У нас возникли проблемы с получением Spring Security/Kerberos/AD для работы в нашем веб-приложении. Наш диагноз заключается в том, что наш сервер AD отправляет токен NTLM (мы можем сказать, что он начинается с "TlRMTVNT....." ) в IE и IE затем отправляет это в наше приложение, и он не работает.
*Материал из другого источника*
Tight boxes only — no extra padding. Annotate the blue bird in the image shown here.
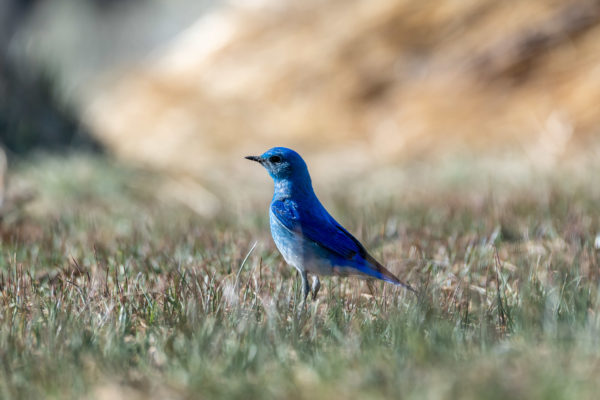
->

Наш сервер AD должен отправлять токен Kerberos/SPNEGO в IE.

"движущиеся части":

• Spring Безопасность 3.0 (исправлено)
• Microsoft Windows Server Enterprise 2003 SP1 Active Directory
• IE 8
• Tomcat (TC Server 6.0)
• Java 1.6

Мы установили все, как описано в инструкциях здесь:

https://spring.io/blog/2009/09/28/spring-security-kerberos-spnego-extension

Это включает в себя:

• Создание обычного пользователя в качестве Принципа Сервиса (то же, что и имя машины, где находится наше приложение). Мы устанавливаем следующие параметры учетной записи:
  • disabled 'Использование должно изменить пароль при следующем входе в систему
  • enabled 'password never expires'
  • enabled 'Использовать Kerberos DES...'
  • disabled 'Не требуется предварительная аутентификация Kerberos
  • ПРИМЕЧАНИЕ. Сервер 2003 не представляет "Эта учетная запись поддерживает Kerberos AES 128 бит..." и "Эта учетная запись поддерживает параметры Kerberos AES 256 бит...".
• Используется "ktpass.exe" для присвоения имени участника-службы (SPN) этому новому пользователю и экспорта этого ключа пользователя в файл keytab. с помощью 'ktpass/out ourweb.keytab/mapuser [email protected]/princ HTTP/[email protected]/pass *
• Загруженный исходный код https://src.springframework.org/svn/se-security/trunk.
• Скопировал файл keytab с сервера AD на WEB-INF/etc из исходного кода (приложения).
• Сделано изменение файла SunJaasKerbersoTicketValidator.java для чтения файла keytab. (Чтобы устранить ошибку, в которой приложение не может прочитать файл keytab из пути Java classpath) options.put( "keyTab", "C:\se-security\ spring -security-kerberos\spring -security-kerberos-sample\src\main\webapp\WEB-INF\etc\ourweb.keytab" );
• Настроить web.xml для использования spnego.xml.       contextConfigLocation       /WEB -INF/spnego.xml
  • Конфигурировано Spring Безопасность (spnego.xml) для использования Kerberos (SpnegoEntryPoint, SpnegoAuthenticationProcessingFilter и KerberosServiceAuthenticationProvider beans), предоставляя наше служебное имя и имя файла keytab.
  • Конфигурированный spnego.xml для чтения файла keytab, скопированного в WEB-INF/и т.д.                                                                                                   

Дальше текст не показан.